The global economy is growing, and world GDP is expected to rise at close to trend pace in 2010 and 2011. The expansion is still hesitant in the major countries, due to the continuing legacy of the financial crisis, resulting in ongoing excess capacity. In Asia, where financial sectors are not impaired, growth has continued to be quite strong, contributing to pressure on prices for raw materials. The authorities in several countries outside the major industrial economies have now started to reduce the degree of stimulus to their economies.

This will be used by Hockey and Abbott to say the Government should wind back the stimulus, of course ignoring the fact that it already is – the wind back was built into the package.

Australia’s terms of trade are rising, adding to incomes and fostering a build-up in investment in the resources sector. Under these conditions, output growth over the year ahead is likely to exceed that seen last year, even though the effects of earlier expansionary policy measures will be diminishing.

Note that Joe Hockey: “the effect of earlier expansionary policies will be diminishing” – ie the stimulus has actually been wound back. (Here’s hoping someone in the media throws this back at him when he inevitably wheels out the “wind back the stimulus” line). And as for the terms of trade? The Government can’t do much about trying to stop China and India wanting to buy our iron and coal.

Inflation has, as expected, declined in underlying terms from its peak in 2008, helped by a noticeable slowing in private-sector labour costs during 2009, the rise in the exchange rate and the earlier period of slower growth in demand. CPI inflation has risen somewhat recently as temporary factors that had been holding it to quite low rates are now abating. Inflation is expected to be consistent with the target in 2010.

Inflation is expected to be consistent with the target in 2010 – ie nothing in the Government's stimulus is causing inflation to increase such that the RBA wants to raise rates to kill it, and that is always the big concern with Budget deficits – if they are causing inflation to increase, then the only way it will be reduced is through interest rate rises. That is NOT the case with this rise.

The Board judges that with growth likely to be around trend and inflation close to target over the coming year, it is appropriate for interest rates to be closer to average. Today’s decision is a further step in that process.
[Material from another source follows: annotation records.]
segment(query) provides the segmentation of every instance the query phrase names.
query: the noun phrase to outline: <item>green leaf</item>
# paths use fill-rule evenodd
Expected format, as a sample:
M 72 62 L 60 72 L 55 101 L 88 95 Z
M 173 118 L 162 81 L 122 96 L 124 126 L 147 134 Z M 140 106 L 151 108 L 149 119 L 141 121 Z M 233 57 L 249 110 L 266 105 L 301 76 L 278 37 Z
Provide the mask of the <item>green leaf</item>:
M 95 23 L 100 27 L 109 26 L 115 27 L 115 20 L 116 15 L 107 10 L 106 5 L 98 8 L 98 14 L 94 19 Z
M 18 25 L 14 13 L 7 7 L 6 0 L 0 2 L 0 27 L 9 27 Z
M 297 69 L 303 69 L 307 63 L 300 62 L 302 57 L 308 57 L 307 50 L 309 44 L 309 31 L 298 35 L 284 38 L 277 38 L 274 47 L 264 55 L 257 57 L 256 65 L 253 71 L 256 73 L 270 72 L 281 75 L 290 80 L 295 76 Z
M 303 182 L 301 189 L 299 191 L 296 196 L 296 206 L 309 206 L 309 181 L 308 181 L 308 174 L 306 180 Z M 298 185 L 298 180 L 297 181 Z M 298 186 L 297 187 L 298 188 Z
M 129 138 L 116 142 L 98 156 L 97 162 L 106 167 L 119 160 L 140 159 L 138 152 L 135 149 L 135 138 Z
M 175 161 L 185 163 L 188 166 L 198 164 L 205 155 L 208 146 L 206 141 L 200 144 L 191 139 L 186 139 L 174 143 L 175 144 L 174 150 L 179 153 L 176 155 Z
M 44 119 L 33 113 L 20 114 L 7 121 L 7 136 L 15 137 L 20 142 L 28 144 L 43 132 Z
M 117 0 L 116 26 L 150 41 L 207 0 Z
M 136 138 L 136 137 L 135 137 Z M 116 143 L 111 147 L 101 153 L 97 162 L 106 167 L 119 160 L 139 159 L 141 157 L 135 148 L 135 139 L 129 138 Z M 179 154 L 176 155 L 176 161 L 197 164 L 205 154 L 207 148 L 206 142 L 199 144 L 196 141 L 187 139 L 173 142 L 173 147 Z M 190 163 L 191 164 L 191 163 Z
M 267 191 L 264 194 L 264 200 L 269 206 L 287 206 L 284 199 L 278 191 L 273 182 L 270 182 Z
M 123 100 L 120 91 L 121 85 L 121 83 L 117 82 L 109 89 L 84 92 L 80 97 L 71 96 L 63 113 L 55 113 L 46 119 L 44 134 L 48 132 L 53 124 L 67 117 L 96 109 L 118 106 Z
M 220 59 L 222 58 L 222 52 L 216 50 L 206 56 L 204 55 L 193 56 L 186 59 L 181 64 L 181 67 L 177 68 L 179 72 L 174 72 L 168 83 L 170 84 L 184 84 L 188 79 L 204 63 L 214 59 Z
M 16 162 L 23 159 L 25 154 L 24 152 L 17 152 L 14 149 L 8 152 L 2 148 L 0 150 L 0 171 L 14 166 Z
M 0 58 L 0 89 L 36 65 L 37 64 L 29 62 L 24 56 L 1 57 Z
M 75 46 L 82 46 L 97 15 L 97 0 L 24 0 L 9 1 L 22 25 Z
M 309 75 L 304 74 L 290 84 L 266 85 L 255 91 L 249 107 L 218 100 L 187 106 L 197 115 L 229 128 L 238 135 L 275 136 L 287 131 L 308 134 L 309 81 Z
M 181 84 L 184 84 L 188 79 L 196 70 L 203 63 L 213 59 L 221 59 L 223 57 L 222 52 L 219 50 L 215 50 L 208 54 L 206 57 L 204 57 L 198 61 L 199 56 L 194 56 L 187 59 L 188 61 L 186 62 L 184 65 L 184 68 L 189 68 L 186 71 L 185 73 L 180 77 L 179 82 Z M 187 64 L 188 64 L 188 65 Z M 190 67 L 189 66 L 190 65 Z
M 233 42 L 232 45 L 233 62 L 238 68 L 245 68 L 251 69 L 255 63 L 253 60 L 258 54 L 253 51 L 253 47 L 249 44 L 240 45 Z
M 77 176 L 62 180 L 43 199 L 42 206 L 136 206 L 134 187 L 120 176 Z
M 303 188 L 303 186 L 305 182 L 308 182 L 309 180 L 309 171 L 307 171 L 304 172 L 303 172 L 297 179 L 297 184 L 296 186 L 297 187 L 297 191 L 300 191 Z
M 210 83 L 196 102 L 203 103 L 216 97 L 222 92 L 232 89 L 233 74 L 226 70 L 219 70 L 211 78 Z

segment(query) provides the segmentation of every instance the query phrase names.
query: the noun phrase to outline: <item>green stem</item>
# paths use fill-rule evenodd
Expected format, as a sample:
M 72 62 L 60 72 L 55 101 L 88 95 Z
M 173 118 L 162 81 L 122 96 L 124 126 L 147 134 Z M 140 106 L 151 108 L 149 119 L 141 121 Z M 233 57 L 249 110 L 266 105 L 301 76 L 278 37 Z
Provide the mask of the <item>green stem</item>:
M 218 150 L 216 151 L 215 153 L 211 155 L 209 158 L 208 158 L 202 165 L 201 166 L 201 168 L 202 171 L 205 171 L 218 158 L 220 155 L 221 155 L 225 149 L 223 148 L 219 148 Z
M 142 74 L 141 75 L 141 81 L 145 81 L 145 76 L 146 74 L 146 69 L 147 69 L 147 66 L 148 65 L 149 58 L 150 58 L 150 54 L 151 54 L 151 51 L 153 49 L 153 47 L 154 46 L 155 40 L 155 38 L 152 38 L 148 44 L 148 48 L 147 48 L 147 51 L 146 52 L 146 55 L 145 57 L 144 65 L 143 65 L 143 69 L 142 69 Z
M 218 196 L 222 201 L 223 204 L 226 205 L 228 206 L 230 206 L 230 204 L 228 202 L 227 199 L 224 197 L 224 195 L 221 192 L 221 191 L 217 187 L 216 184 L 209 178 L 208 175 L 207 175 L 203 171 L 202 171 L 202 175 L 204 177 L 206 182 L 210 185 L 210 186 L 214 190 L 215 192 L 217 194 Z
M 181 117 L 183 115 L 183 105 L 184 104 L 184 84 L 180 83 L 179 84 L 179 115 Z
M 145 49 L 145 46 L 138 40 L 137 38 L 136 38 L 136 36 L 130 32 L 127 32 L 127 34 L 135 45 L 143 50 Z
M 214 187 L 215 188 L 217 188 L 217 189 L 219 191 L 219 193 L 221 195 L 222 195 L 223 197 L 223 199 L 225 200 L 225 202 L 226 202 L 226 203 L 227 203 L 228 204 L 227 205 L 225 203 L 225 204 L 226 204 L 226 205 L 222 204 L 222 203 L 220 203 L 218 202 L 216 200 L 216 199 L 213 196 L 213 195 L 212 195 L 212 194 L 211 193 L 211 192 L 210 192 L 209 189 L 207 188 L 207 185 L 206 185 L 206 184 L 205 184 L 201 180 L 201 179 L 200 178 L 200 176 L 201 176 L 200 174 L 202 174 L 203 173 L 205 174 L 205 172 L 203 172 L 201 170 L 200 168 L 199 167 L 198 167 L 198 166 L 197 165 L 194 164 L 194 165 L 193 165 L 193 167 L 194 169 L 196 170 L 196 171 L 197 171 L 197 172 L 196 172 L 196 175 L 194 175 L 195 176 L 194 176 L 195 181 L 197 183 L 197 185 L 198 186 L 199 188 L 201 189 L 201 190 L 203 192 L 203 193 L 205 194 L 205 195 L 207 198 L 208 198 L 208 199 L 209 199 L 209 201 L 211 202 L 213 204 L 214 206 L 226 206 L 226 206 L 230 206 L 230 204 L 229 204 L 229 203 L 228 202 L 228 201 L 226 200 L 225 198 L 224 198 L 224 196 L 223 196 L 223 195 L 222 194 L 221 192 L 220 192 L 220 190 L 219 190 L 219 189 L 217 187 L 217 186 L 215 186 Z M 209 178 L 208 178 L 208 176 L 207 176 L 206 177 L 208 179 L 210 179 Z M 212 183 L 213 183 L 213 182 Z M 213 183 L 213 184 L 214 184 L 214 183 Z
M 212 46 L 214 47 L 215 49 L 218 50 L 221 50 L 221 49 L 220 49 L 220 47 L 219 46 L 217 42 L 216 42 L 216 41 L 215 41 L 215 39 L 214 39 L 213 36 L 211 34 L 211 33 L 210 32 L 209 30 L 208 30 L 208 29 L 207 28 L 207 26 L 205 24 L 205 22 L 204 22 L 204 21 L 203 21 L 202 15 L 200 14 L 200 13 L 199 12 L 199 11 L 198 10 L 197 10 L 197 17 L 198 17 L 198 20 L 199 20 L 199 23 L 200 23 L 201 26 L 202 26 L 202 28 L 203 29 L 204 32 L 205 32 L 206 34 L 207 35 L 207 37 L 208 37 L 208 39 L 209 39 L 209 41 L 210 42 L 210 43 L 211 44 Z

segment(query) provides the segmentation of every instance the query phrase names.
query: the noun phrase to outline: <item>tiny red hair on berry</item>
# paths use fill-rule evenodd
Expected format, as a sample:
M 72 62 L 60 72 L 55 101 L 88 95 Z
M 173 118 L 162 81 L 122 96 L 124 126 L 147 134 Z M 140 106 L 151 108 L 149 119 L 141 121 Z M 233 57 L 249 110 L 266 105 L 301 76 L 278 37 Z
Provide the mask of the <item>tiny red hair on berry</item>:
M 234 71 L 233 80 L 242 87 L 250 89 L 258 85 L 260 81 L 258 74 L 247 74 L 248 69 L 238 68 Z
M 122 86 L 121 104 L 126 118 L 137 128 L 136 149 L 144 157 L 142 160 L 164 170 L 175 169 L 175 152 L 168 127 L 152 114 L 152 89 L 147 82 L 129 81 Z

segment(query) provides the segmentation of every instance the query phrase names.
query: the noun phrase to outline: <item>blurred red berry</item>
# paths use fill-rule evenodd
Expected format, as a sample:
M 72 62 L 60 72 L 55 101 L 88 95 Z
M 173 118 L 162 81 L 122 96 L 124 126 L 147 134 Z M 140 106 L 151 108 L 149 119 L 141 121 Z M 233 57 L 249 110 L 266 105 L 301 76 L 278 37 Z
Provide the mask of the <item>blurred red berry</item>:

Which means, the RBA wants to get to that average. What is the average? Well Glenn Stevens said somewhere around 5% (though the average for the nine years from September 99 to September 2008, just prior to the Global Financial Crisis, was 5.5%).

And therein lies the danger for the Government. The coming Budget will be closely watched, if commentators believe it to be too expansionary, it will be harder and harder for Rudd and Swan to say they are innocent of any blame for interest rate rises, especially if they go over the average.

They’re not at that point yet, but in an election year, a Government that thinks it can not worry about interest rates, is a Government fooling itself.